Dissertations, Theses, and Capstone Projects

Date of Degree

10-2014

Document Type

Dissertation

Degree Name

Ph.D.

Program

History

Advisor

Elisheva Carlebach

Advisor

Jane Gerber

Subject Categories

European History | History | Jewish Studies

Keywords

Amsterdam, early modern, Italy, Kabbalah, Luzzatto, printing

Abstract

This dissertation is a biographical study of Moses Hayim Luzzatto (1707-1746 or 1747). It presents the social and religious context in which Luzzatto was variously celebrated as the leader of a kabbalistic-messianic confraternity in Padua, condemned as a deviant threat by rabbis in Venice and central and eastern Europe, and accepted by the Portuguese Jewish community after relocating to Amsterdam. Using unpublished archival documents and manuscripts, as well as rare printed books, I seek to reconcile the seemingly incompatible aspects of Luzzatto as 'heretic' and 'hero.'

Chapter one sets the tone for the dissertation by analyzing the original version of Mesilat Yesharim, which differs drastically from the well-known printed edition. Consisting of a dialogue between a hasid and a hakham, the treatise was a pietistic, semi-autobiographical manifesto rooted in Kabbalah that polemicized against the rabbinic establishment.
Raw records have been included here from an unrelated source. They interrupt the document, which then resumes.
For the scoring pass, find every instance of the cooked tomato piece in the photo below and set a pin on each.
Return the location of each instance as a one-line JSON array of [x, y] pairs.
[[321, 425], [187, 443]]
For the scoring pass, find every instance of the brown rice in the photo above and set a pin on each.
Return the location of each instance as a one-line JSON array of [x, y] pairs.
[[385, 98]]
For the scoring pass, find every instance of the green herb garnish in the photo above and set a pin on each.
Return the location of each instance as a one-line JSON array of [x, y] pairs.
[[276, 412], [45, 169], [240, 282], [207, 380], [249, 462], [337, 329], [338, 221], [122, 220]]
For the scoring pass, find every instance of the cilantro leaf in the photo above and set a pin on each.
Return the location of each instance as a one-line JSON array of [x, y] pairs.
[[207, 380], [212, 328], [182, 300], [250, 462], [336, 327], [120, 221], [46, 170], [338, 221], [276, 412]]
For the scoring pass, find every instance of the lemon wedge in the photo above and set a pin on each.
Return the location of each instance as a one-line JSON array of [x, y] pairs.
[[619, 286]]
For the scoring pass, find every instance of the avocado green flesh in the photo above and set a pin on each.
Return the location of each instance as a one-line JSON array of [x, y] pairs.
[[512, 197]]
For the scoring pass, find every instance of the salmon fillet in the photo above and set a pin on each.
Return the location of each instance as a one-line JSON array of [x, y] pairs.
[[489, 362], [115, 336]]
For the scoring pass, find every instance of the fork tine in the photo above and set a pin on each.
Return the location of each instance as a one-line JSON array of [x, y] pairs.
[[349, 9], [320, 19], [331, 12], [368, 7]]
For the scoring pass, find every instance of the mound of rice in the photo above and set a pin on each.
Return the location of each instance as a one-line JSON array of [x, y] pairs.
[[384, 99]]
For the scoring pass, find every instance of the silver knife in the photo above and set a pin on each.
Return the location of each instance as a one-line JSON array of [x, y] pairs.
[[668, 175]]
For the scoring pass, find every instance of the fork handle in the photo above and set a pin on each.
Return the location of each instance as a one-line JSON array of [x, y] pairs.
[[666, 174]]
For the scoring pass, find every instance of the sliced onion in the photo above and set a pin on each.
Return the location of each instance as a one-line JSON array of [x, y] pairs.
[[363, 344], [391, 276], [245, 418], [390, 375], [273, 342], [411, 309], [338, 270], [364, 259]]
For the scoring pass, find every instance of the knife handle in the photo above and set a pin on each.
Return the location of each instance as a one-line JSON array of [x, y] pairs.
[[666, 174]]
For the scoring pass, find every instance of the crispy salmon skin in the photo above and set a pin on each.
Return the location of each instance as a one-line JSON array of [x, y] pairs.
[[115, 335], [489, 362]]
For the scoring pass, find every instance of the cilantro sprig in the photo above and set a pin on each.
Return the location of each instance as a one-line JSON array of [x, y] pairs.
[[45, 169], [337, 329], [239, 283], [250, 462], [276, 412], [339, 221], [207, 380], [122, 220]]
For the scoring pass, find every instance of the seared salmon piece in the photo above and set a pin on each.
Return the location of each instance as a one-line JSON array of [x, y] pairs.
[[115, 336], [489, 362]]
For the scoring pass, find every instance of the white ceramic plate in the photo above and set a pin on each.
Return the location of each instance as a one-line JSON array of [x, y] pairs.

Using material culled from communal and state archives in Padua and Venice, chapter two provides a foundation for Luzzatto's identity and critique of the rabbinate. Chapter three discusses Luzzatto's kabbalistic activities with an emphasis on his relationships and religious development. I argue that Luzzatto and his inner circle grew out of a loose confederation of Italian pietists in northern Italy, beginning with Moses Zacut three generations earlier, who were unhappy with the values and goals of the Talmud-centered rabbinic establishment.

In chapter four, I consider the nature of anti-Luzzatto sentiment that spread among rabbis in Italy and Ashkenazic lands. Rabbinic responses ranged widely and vacillated, reflecting the complexity and disharmony of Jewish religious leadership in the eighteenth century. The fifth and final chapter explores Luzzatto's eight years in Amsterdam, a period that scholars have almost completely overlooked. I show that Luzzatto was intimately connected to Portuguese rabbinic and lay leadership, who supported him financially and morally as he studied in the Ets Haim Yeshiva following years of intense controversy in Italy. The editing of his original version of Mesilat Yesharim indicates, however, that refraining from rabbinic critique and overt kabbalistic activities were mitigating factors in his acceptance in Amsterdam. Luzzatto, in turn, emphasized his own personal quietism as a means to redemption.